PySpark - Regular Expressions (Regex)

Introduction

In this tutorial, we want to use regular expressions (regex) to filter, replace and extract strings of a PySpark DataFrame based on specific patterns. In order to do this, we use the rlike() method, the regexp_replace() function and the regexp_extract() function of PySpark.

Import Libraries

First, we import the following python modules:

from pyspark.sql import SparkSession
from pyspark.sql.functions import col, regexp_extract, regexp_replace

Create SparkSession

Before we can work with Pyspark, we need to create a SparkSession. A SparkSession is the entry point into all functionalities of Spark.

In order to create a basic SparkSession programmatically, we use the following command:

spark = SparkSession \
    .builder \
    .appName("Python PySpark Example") \
    .getOrCreate()

Create PySpark DataFrame

Next, we create the PySpark DataFrame with some example data from a list.
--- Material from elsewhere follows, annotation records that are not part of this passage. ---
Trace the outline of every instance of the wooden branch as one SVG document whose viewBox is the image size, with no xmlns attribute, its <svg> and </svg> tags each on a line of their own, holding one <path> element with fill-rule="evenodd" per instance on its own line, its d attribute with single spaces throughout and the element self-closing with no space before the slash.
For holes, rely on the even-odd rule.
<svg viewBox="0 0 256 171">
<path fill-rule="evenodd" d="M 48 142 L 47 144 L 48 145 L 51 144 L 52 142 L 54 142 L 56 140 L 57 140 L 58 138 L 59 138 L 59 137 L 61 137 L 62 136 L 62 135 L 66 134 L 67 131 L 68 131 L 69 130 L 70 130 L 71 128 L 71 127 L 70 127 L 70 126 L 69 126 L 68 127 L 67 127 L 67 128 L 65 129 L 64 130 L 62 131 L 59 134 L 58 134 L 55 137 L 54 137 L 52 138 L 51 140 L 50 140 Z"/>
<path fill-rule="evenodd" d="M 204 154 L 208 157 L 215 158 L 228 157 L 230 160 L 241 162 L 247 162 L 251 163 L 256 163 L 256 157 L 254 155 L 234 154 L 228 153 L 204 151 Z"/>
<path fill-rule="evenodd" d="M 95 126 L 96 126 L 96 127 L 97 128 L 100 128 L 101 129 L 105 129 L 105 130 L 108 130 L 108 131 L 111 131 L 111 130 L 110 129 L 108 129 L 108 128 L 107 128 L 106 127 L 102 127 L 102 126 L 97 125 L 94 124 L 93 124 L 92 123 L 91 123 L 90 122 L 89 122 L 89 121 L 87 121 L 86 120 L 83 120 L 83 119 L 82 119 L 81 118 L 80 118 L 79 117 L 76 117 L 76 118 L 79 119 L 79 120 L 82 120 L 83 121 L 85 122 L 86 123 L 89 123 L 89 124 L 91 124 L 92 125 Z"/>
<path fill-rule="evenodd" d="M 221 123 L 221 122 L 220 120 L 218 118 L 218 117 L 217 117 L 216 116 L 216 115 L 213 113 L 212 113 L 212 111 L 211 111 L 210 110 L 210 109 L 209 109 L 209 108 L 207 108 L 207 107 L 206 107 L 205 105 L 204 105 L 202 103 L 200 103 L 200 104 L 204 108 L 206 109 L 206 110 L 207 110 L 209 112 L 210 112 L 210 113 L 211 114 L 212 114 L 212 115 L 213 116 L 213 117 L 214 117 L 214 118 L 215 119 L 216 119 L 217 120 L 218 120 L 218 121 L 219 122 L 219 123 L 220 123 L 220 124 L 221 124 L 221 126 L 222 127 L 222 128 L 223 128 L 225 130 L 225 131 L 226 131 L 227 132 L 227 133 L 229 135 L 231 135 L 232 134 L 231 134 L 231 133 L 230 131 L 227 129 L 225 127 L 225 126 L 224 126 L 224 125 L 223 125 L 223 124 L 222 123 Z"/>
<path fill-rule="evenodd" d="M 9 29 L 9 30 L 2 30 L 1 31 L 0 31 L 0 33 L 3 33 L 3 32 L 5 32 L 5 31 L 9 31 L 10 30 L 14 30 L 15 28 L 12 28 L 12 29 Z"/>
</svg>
To do this, we use the method createDataFrame() and pass the data and the column names as arguments.

column_names = ["language", "framework", "users"]
data = [
    ("Python", "FastAPI 0.92.0", 9000),
    ("JavaScript", "ReactJS 18.0", 7000),
    ("Python", "Django 4.1", 20000),
    ("Java", "Spring Boot 3.1", 12000),
]
df = spark.createDataFrame(data, column_names)
df.show()